WBOY launched a new second digital subchannel with ABC programming on August 1, 2008, with the branding "Your ABC". Sister station WTRF-TV in Wheeling also launched an ABC subchannel at the same time. Previously, both the Clarksburg–Weston–Fairmont and Wheeling–Steubenville markets were served by WTAE as the de facto affiliate while WDTV aired select ABC Sports programming.

On November 17, 2015, Nexstar Broadcasting Group announced that it would purchase the West Virginia Media Holdings stations, including WBOY-TV, for $130 million. Under the terms of the deal, Nexstar assumed control of the stations through a time brokerage agreement in December 2015, with the sale of the license assets completed on January 31, 2017.

==News operation==
After being acquired by West Virginia Media Holdings, the station upgraded its news operation and built secondary studios in Morgantown on Scott Avenue. While Morgantown is part of the Pittsburgh market, WBOY has long claimed that city as its primary coverage area; it has been carried on Xfinity's Morgantown cable system and its predecessors since the 1960s. A major emphasis was placed on further ramping up coverage of Morgantown events in the hopes of increasing ratings and thus getting Morgantown reassigned to the Clarksburg–Fairmont market. The move made WBOY the highest rated station in Monongalia County according to Nielsen ratings, beating even Pittsburgh stations. The station produces a large amount of sports content relative to West Virginia University and feeds it to its two sister stations. Today, it is the only former West Virginia Media Holdings station to be the news ratings leader in its respective market.

Nexstar Media produces a half-hour evening newscast that airs at 5:30 p.m. The newscast, titled Tonight Live (formerly West Virginia Tonight), is broadcast live from WOWK's Charleston studios in high definition on WOWK, WBOY, WVNS, WTRF and WDVM and is anchored by Amanda Barren. WBOY-DT2 simulcasts the weekday editions of 12 News at 5 a.m., 6 a.m., noon, 5, 5:30, 6, and 11 p.m. It does not simulcast weekend broadcasts from the main channel. In addition, there is a public affairs program called Inside West Virginia Politics hosted by Rick Johnson, airing Sundays on all five Nexstar West Virginia stations.

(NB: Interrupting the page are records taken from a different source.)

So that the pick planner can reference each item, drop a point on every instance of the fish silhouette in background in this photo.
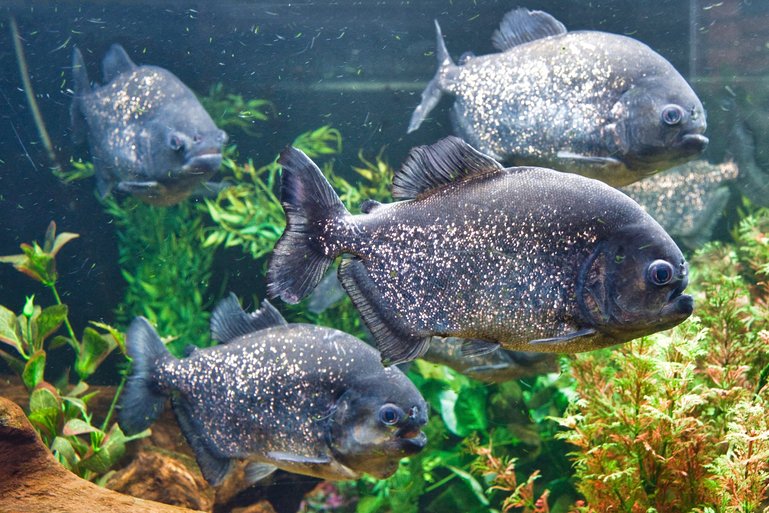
(302, 398)
(587, 102)
(687, 200)
(528, 258)
(148, 134)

===Notable former staff===
- Natalie Tennant
- Irv Weinstein
- Erik Wells

==Technical information==

===Subchannels===
The station's signal is multiplexed:

Subchannels of WBOY-TV
| Channel | Res. | Short name | Programming |
| 12.1 | 1080i | WBOYNBC | NBC |
| 12.2 | 720p | WBOYABC | ABC |
| 12.3 | 480i | Escape | Ion Mystery (4:3) |
| 12.4 | Laff | Laff (4:3) |

===Analog-to-digital conversion===
WBOY-TV shut down its analog signal, over VHF channel 12, on February 17, 2009, the original target date on which full-power television stations in the United States were to transition from analog to digital broadcasts under federal mandate (which was later pushed back to June 12, 2009). The station's digital signal relocated from its pre-transition UHF channel 52, which was among the high band UHF channels (52-69) that were removed from broadcasting use as a result of the transition, to its analog-era VHF channel 12.